FINI E S.FRANCESCO

Il 4 ottobre scorso, festa di s.Francesco, il vicepresidente del consiglio Gianfranco Fini, ad Assisi, ha tenuto un discorso sul Santo che ha scandalizzato molti. Alla presenza di molti francescani, Fini tra l'altro, ha dichiarato che: "Francesco ed i suoi successori, non fecero mai opera di dissuasione dal portare le armi per difendere i deboli e gli umili…" e che anzi "il famoso divieto di portare le armi stabilito nel 1228 per il terz'ordine secolare francescano e confermato da papa Nicolò IV, così recitava: i fratelli non portino con sé armi offensive, se non per difesa della Chiesa Romana, della fede cristiana, o anche della loro terra e con il permesso dei loro ministri."

In questo momento storico, che vede l'Italia in guerra, tali frasi hanno comprensibilmente uno scopo politico, ma da un punto di vista storico sono sbagliate e si possono agevolmente confutare citando fonti storiche che riguardano anche la nostra città di Faenza.

S. Francesco, morto nel 1226, aveva lasciato una Regola per i laici del Terz'ordine: il "Memoriale Propositi" del 1221 che imponeva ai terziari un categorico "Arma Mortalia contra quempiam non accipiant" (Non impugnino le armi contro nessuno). L'insegnamento venne subito osservato e la prova è in una Bolla pontificia che riguarda proprio la nostra città. Infatti, in una delle prime citazioni ufficiali dei Fratelli della Penitenza (l'attuale Ordine Francescano Secolare), la Bolla di Onorio III del 16 dicembre 1221, la "Significatum est nobis", il Papa ordinava al vescovo di Rimini (la cattedra vescovile di Faenza era vacante) di prendere sotto la sua protezione i numerosi Fratelli Penitenti di Faenza, che sulla base della proibizione della Regola avevano rifiutato di prendere le armi al servizio del potestà. (Ricordo che all'epoca la guelfa Faenza era in continua lotta con le ghibelline Imola, Ravenna e Forlì.) e che s.Francesco era appena tornato dalla quinta crociata dove aveva incontrato il sultano.

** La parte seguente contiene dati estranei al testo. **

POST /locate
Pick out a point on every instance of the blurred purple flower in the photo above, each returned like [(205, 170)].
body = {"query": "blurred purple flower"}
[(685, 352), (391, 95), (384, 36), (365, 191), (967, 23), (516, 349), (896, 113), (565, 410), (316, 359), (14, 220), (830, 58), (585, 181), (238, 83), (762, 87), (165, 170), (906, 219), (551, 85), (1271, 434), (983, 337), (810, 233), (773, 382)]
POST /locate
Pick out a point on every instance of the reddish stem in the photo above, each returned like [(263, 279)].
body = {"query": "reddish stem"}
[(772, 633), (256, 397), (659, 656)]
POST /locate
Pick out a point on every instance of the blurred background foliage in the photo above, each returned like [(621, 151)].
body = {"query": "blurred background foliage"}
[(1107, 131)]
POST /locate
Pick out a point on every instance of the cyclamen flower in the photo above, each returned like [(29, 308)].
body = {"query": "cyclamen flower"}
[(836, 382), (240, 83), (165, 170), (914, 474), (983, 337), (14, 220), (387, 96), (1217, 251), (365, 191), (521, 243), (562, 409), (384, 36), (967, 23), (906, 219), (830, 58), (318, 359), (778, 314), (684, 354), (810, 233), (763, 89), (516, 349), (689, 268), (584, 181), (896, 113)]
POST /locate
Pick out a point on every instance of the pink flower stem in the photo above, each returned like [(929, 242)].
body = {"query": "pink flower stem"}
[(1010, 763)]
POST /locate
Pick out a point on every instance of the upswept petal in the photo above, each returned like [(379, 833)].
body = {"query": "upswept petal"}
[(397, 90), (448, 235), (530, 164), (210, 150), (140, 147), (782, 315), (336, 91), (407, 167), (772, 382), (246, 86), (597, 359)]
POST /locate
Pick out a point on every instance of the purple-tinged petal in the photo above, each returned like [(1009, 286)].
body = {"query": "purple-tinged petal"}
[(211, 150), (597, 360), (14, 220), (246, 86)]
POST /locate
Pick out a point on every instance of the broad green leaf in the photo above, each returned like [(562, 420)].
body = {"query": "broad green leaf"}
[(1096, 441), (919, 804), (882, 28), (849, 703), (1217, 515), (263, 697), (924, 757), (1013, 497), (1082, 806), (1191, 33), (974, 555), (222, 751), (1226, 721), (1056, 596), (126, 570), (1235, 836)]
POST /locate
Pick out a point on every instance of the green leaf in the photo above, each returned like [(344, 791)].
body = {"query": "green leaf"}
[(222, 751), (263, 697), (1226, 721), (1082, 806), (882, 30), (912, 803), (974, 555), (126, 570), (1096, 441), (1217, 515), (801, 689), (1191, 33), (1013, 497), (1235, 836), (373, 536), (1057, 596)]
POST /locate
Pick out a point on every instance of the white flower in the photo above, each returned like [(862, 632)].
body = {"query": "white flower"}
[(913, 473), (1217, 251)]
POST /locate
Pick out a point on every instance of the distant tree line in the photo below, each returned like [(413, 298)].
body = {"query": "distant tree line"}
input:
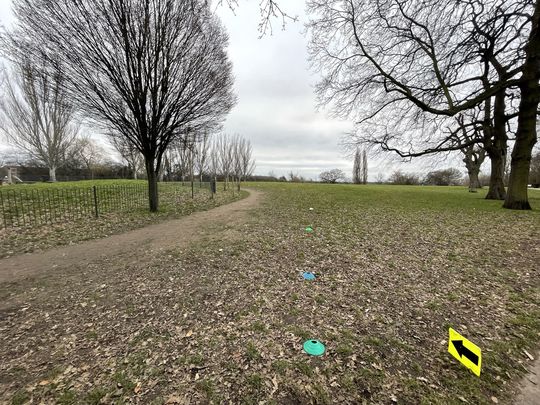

Tra il 1210 e il 1221 Francesco aveva lasciato anche una Regola per i frati minori approvata da papa Innocenzo III in modo non ufficiale (Regola non bollata) che insegnava:

"Quando i frati vanno per il mondo, non portino niente per il viaggio, né sacco, né bisaccia, né pane, né pecunia, né bastone (cfr. Lc. 9,3; 10,4-8; Mt. 10,10). E in qualunque casa entreranno dicano prima: Pace a questa casa (cfr. Lc. 10,5). E dimorando in quella casa mangino e bevano quello che ci sarà presso di loro (cf. Lc. 10,7). Non resistano al malvagio: ma se uno li percuote su una guancia, gli offrano l'altra. E se uno toglie loro il mantello, non gli impediscano di prendere anche la tunica. Diano a chiunque chiede; e a chi toglie il loro, non lo richiedano (cf. Mt. 5,39 e Lc. 6,29 e 30).

O frati tutti, riflettiamo attentamente che il Signore dice: "Amate i vostri nemici e fate del bene a quelli che vi odiano" (Mt. 5,44), poiché il Signore nostro Gesù Cristo, di cui dobbiamo seguire le orme (cf. 1Pt. 2,21), chiamò amico (cf. Mt. 26,50) il suo traditore e si offrì spontaneamente ai suoi crocifissori. Sono, dunque, nostri amici tutti coloro che ingiustamente ci infliggono tribolazioni e angustie, ignominie e ingiurie, dolori e sofferenze, martirio e morte, e li dobbiamo amare molto poiché, a motivo di ciò che essi ci infliggono, abbiamo la vita eterna".

Il secondo errore è che la regola approvata da Niccolò IV (la Supra Montem), citata da Fini, è del 1289 e non del 1228. S. Francesco era morto da oltre sessant'anni e altre cose erano cambiate per i francescani rispetto all'insegnamento originario del Fondatore (che non amava per nulla i commenti e le aggiunte…).

Va ricordato, infine, che nel 1266 i francescani decisero di distruggere tutti i racconti della vita del Santo ad eccezione della cosiddetta Leggenda Maggiore di s. Bonaventura. Di conseguenza le fonti storiche sono molto rare e sull'uso delle armi non lasciano trasparire idee difformi da quella espressa nella Regola del 1221.